Abstract

Abstract Glioblastoma synthesizes and secretes large quantities of the excitatory neurotransmitter glutamate, driving epilepsy, neuronal death, tumor growth and invasion. Several brain-penetrating drugs that have obtained clinical approval in other pathologic conditions can inhibit glutamate synthesis, secretion and signalling, respectively, including (i) the anti-seizure drug gabapentin, which inhibits the glutamate synthesis enzyme, branched chain amino acid transaminase 1, (ii) the anti-inflammatory drug sulfasalazine, which inhibits glutamate secretion by blocking the cystine-glutamate exchanger system Xc, and (iii) the cognitive enhancer memantine, which can prevent glutamate-driven, calcium-induced neuronal death and tumor cell invasion by blocking N-methyl-D-aspartate (NMDA) type glutamate receptors.
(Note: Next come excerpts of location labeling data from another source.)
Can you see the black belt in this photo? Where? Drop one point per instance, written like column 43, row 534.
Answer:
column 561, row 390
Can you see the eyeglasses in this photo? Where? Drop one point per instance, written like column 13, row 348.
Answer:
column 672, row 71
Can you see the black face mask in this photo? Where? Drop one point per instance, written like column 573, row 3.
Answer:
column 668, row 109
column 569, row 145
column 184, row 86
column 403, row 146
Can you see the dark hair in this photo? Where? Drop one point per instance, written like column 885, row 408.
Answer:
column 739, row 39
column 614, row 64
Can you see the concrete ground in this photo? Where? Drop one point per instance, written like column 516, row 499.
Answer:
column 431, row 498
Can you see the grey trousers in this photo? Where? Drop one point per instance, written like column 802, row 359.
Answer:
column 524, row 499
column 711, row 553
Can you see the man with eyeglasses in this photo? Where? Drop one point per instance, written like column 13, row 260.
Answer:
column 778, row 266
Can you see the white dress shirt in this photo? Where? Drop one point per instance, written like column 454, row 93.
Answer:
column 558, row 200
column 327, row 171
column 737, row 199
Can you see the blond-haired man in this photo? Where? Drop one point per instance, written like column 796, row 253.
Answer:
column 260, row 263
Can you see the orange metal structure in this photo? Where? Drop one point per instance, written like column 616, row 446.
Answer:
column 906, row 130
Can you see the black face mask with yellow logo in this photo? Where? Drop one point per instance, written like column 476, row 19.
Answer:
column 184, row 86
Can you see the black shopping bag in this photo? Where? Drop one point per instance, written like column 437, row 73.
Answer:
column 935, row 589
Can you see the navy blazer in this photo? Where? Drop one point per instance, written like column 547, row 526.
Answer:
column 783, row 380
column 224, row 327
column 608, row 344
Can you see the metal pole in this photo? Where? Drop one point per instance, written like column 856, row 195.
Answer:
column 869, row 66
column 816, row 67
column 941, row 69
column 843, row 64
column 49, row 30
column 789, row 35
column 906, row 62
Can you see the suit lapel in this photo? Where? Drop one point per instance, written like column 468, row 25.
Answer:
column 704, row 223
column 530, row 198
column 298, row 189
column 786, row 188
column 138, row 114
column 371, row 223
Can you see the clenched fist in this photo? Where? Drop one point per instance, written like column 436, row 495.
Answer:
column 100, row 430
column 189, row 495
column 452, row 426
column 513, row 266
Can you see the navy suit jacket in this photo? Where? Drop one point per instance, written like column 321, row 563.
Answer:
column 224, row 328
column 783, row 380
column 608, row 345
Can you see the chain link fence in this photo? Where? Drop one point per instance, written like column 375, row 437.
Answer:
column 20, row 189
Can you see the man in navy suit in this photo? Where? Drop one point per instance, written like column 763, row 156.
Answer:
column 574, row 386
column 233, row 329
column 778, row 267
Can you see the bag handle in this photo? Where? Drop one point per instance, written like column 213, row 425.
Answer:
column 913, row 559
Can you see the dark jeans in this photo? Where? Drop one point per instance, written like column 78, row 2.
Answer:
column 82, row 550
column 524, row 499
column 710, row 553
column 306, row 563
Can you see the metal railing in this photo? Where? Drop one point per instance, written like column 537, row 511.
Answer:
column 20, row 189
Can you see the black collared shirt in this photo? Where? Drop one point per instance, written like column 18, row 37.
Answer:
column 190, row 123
The multi-centre, open-label, parallel-group, two-arm, 1:1 randomized, phase Ib/II trial GLUGLIO explores the efficacy of a triple-combination of daily oral gabapentin, sulfasalazine and memantine in combination with standard chemoradiotherapy compared to chemoradiotherapy alone. Dosing of either drug will be sought up to the maximum approved dose and will be reevaluated in an interim safety analysis after 20 patients have been randomized into the experimental arm. The primary endpoint is progression-free survival at 6 months (PFS-6). The sample size of N = 120 patients was calculated to detect an increase in PFS-6 from 50% to 70% with a power of 80% performing exploratory hypothesis testing at a one-sided significance level of 10%. Secondary endpoints include progression-free, overall and seizure-free survival, response rate, quality of life of patients and caregivers, symptom burden, cognitive functioning, tumor glutamate levels by magnetic resonance spectroscopy as well as anti-convulsant and steroid use. Surgical tissues as well as peripheral blood and electroencephalography recordings will also be sampled longitudinally for translational analyses. Recruitment is ongoing and foreseen to be completed by mid 2026. The simultaneous targeting of glutamate synthesis, secretion and signalling will clarify whether glutamate should be further explored as a clinical target in glioblastoma patients.